Late Quaternary events on the Kanawha River reflect local base-level control by the Ohio River as well as complex response mechanisms acting within the Kanawha River basin. An influx of glacial outwash caused aggradation in the Ohio River Valley about 22 ka B.P., which raised the base level of the Kanawha River and resulted in a back-filling of the valley. Glaciers retreated from the Ohio River basin by 13 ka B.P., reducing sediment supply and triggering incision on the Ohio and Kanawha Rivers. The incision left a well-defined late Wisconsin terrace in the Kanawha River Valley. The tread of this terrace lies at about 600 feet in elevation at the mouth of the Kanawha River and has a much lower gradient than the modern floodplain. The low gradient of this terrace indicates that the volume of sediment provided by the New/Kanawha fluvial system was not sufficient to maintain a constant gradient during the rise in base-level at the river’s mouth.

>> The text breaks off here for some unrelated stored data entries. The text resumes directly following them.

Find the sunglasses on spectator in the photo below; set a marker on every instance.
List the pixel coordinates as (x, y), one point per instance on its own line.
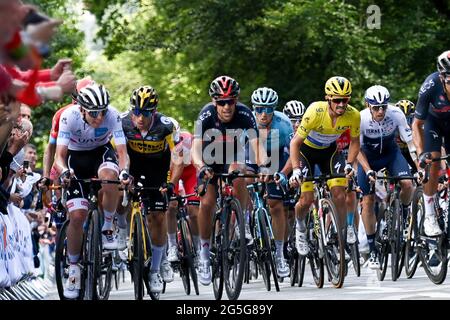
(267, 110)
(146, 113)
(96, 113)
(340, 100)
(224, 102)
(379, 106)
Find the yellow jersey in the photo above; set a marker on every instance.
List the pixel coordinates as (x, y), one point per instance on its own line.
(317, 129)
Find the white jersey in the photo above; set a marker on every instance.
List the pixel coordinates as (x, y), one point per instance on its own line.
(78, 135)
(380, 137)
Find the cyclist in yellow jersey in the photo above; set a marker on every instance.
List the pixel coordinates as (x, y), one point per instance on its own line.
(315, 143)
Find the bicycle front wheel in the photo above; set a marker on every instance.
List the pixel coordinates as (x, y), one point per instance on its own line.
(333, 244)
(234, 249)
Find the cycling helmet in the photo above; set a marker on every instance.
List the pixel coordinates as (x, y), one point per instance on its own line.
(294, 109)
(144, 98)
(93, 97)
(377, 95)
(265, 97)
(443, 62)
(224, 87)
(338, 86)
(406, 106)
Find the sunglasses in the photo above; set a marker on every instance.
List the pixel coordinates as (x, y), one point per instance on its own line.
(340, 100)
(224, 102)
(378, 107)
(145, 113)
(268, 110)
(96, 113)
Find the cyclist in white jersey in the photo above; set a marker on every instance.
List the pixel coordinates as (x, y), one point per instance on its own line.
(84, 151)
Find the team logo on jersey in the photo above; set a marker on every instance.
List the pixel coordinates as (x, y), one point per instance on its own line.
(100, 132)
(166, 120)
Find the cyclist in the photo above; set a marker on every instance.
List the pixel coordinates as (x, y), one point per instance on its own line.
(275, 131)
(294, 110)
(189, 179)
(431, 127)
(83, 150)
(407, 108)
(315, 143)
(379, 123)
(222, 125)
(150, 141)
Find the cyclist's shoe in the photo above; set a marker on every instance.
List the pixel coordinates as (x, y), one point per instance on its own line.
(109, 240)
(122, 239)
(282, 268)
(374, 264)
(431, 226)
(301, 243)
(156, 284)
(172, 254)
(248, 235)
(166, 271)
(204, 272)
(351, 236)
(72, 289)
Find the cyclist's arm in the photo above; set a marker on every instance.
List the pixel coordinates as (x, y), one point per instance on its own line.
(353, 149)
(418, 134)
(362, 159)
(296, 142)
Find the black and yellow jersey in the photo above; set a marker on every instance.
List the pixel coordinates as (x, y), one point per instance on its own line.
(155, 144)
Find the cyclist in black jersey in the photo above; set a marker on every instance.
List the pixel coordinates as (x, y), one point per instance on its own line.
(218, 146)
(431, 128)
(150, 140)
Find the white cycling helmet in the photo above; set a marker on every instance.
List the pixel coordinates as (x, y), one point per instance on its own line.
(93, 97)
(377, 95)
(294, 109)
(265, 97)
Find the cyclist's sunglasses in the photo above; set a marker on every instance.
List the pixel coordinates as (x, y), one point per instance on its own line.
(378, 107)
(268, 110)
(340, 100)
(96, 113)
(146, 113)
(226, 101)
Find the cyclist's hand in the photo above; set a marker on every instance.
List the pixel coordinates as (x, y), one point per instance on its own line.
(424, 159)
(372, 176)
(125, 177)
(296, 178)
(206, 173)
(349, 171)
(65, 176)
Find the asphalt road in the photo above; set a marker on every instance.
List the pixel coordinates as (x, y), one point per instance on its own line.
(365, 287)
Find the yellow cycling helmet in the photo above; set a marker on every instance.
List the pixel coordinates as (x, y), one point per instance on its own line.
(406, 106)
(144, 98)
(338, 86)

An early Holocene terrace can also be identified in the Kanawha River Valley which probably formed because of a complex response initiated by late Wisconsin incision and early Holocene knickpoint migration. The sediment released by upstream incision caused renewed aggradation in the lower reaches of the Kanawha River and formed a terrace with an elevation of about 580 feet in elevation at the river’s mouth. Well-dated stratigraphic sequences at St. Albans and Dunbar show unconformities between Late Wisconsin and Holocene deposits.

Levee development was also an important component in the formation of the early Holocene terrace, and sedimentation rates of >4 m/ka have been documented on the levees. Early Archaic sites on levees indicate that the lower Kanawha River has been relatively stable and its meanders have not migrated significantly during the last 8,000 years.